Son zamanlarda esinlenme, araklama, uyarlama, yeniden çevrim vb. konularda çok yazı okuduğum için aklıma bu kıyaslama geldi. Günümüzde çok tartışılan konular bunlar. Özellikle Tarantino (ondan önce de sıkça De Palma) filmlerinde çekinmeden bunları uyguladığı için tartışılır oldu. Artık günümüzde eski filmlere gönderme yapmayan film zor bulunur oldu. Bunları yakalayınca torpidoda boncuk bulmuşcasına sevinen sinefiller de çok sıkıcı olmaya başladılar. Blow Out'un (Patlama, Brian De Palma, 1981) Blowup'dan (Cinayeti Gördüm, Michelangelo Antonioni, 1966) esinlenerek çevrildiği ayan beyan ortadadır. Kimse de buna itiraz etmez; çünkü Blow Out çok iyi bir filmdir.
En sevdiğim Antonioni filmidir Blowup. Diğer filmlerini çok sevdiğimi söyleyemem. Gelmiş geçmiş en büyük yönetmenlerden biri olarak kabul edilse de benim tercihim bu şekilde. Bir fotoğraf karesini büyütmek anlamına gelir blowup. Filmin Türkçe adı en ilginç bulduğum adlardan biridir. Cinayeti gördüm diyerek spoilerın (filmlerin sağlıklı bir şekilde izlenmesini etkileyen bilgi) kralını vermişler. Hemen anlıyorsunuz ki filmde bir cinayet var ve adam o cinayeti görecek, başına işler gelecek. Aynen öyle oluyor zaten. Imdb'de filmin türü için mystery yazıyor: yani gizemli, egzantirik, asortik, esrarcengiz... Girişimci Türk işletmecisinin elinde bu gizem kuşa dönmüş oluyor böylece. Filmin başrol oyuncusu, son filmi Romantik (Sinan Çetin, 2007) olan ama benim Dario Argento klasiği Profondo Rosso (Derin Kırmızı, 1975) ile hatırladığım David Hemmings. Kusursuz stilize edilmiş görüntü yönetimi ve dingin yapısı ile dikkatini çeken çok başarılı bir film Blowup. Aynı anda hem iyi bir sanat filmi hem de cahil halkın, Hıncal Uluç'un falan zevk alacağı iyi bir seyirlik. İzleyeceğim film illa yeni bir filmi olsun demeyenlerdensiniz bu filmi kaçırmayınız.

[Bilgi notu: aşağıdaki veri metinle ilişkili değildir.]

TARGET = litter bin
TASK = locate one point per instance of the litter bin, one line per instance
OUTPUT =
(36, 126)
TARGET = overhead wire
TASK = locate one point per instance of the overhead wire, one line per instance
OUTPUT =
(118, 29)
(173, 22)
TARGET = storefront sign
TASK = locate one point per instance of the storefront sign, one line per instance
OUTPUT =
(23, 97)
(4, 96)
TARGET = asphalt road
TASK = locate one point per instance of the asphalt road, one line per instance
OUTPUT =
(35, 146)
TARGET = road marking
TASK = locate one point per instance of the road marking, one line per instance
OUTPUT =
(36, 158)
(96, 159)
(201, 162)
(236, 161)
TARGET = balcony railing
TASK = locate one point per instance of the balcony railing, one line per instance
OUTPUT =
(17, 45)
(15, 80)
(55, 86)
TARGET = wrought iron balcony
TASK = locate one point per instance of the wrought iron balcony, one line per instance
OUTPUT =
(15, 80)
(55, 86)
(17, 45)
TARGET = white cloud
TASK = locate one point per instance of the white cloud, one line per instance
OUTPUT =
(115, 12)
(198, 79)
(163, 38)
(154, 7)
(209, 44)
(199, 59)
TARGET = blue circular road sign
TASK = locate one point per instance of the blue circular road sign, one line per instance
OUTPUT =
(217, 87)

Tarantino'nun ilk üç favori filmi arasında yer alır Blow Out. Birincisi Il buono, il brutto, il cattivo (İyi Kötü Çirkin, Sergio Leone, 1966), ikincisi de Rio Bravo'dur (Kahramanlar Şehri, Howard Hawks, 1959). Bir adam, bir ses kayıt cihazıyla (Blowup'ta bu fotoğraf makinesiydi), bir cinayeti görür. Görünürde 80lerin sıradan bir polisiye gerilimidir Blow Out; ancak o kadar usta işi bir kurgusal yapıya sahiptir ki The Usual Suspects'le (Olağan Şüpheliler, Bryan Singer, 1995) veya The Hangover'la (Felekten Bir Gece, Todd Philips, 2009) aşık atabilir. Şu aşağıdaki fotoğraftaki adamların adını bilmediğim spor dalında buzların içinde kaydıkları gibi filmin içinde kayar gidersiniz. Asla bir sanat filmi değildir, ama yedinci sanatın en iyi filmlerinden birisidir. Esinlendiği filmden daha iyi bir film olarak hatırladığım ender yapımlardan birisidir Blow Out.